In conclusion, we have presented a method that is able to extensively retrieve historical recombination events from a set of extant human haplotypes and point out which are the sequences that contain the information on those events. We also have shown a potential application of the method in population genetics: the use of recombination as a genetic marker that can complement present methods. Finally, we believe that this method will have a whole set of applications beyond population genetics in fields such as the study the recombination dynamics and the recombinational differences between populations, or the study of the mechanisms that have given rise to our recombinant genomes.

Materials and Methods

Coalescent simulations pipeline

Simulations were performed using the coalescent simulator named COSI (Shaffner et al. 2005) with the Best-Fitting Model parameters which simulate datasets that closely resemble human data. We took a sequence length of 250,000 bp and a sample size of 50 sequences per population for all populations except the African population, for which the sample size was 60.

In the first phase of the calibration, we evaluated IRiS performance over 100 random simulations having more than 80 SNPs. The number of simulations was then increased to 1000 in order to establish more robust results. For each simulation, the evaluation process was as follows:

First, the COSI best fit model was run; the information of all recombination events created, their descendant sequences, and the age and exact position of the breakpoint was saved.

Second, the SNP ascertainment was performed; SNPs with MAF lower than 10% and non-tagSNPs were removed from the sample. TagSNPs were selected using Haploview with pairwise option (Barrett et al., 2005) and r2 >0.8.

Third, recombinations that took place between identical parental sequences in at least one side of the breakpoint were removed, since they are impossible to detect as recombinants and will be not be considered further (note that those events will not be used to compute sensitivity values).

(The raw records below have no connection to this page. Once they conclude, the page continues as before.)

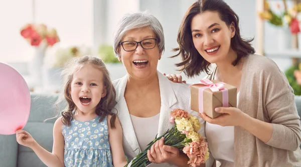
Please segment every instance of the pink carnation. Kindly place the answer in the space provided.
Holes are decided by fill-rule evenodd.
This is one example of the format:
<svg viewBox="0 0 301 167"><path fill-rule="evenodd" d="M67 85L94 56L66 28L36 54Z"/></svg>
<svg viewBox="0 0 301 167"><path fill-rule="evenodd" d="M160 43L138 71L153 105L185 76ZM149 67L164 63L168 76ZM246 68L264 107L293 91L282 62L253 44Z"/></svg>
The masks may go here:
<svg viewBox="0 0 301 167"><path fill-rule="evenodd" d="M171 112L171 116L174 118L189 118L189 114L187 111L181 109L175 109Z"/></svg>
<svg viewBox="0 0 301 167"><path fill-rule="evenodd" d="M189 145L183 148L183 152L189 158L188 164L194 167L205 163L207 147L205 139L201 137L200 141L191 142Z"/></svg>

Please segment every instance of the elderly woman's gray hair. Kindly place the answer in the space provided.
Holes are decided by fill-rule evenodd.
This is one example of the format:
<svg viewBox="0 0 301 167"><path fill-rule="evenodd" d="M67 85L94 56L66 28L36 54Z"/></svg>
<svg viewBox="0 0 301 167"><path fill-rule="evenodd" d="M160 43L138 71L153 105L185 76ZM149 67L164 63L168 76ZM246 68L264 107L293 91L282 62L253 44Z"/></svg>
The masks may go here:
<svg viewBox="0 0 301 167"><path fill-rule="evenodd" d="M132 29L149 26L156 35L159 50L163 52L165 49L163 28L159 21L154 16L145 12L125 15L119 22L118 29L114 38L114 53L117 57L120 57L119 43L124 35Z"/></svg>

Fourth, IRiS was run on the dataset created by COSI. Each detected recombination is defined as a set of recombinant sequences and a breakpoint interval defined by IRiS, (maximum of the distribution). Detection is considered correct if there exists a recombination event within the COSI simulation that has exactly the same descendant sequences and it occurred within the interval defined by IRiS. We allow IRiS to detect a subset of the descendants, of a particular recombination event created by COSI, if there has been a younger recombination that masks the trace of the older one in some of the descendant sequences.

Finally, false discovery rate, sensitivity and the 90th percentile for the distance from the inferred to the real location are computed.

All correlations performed on the results of the simulations were calculated by means of the SPSS software (version 15.0).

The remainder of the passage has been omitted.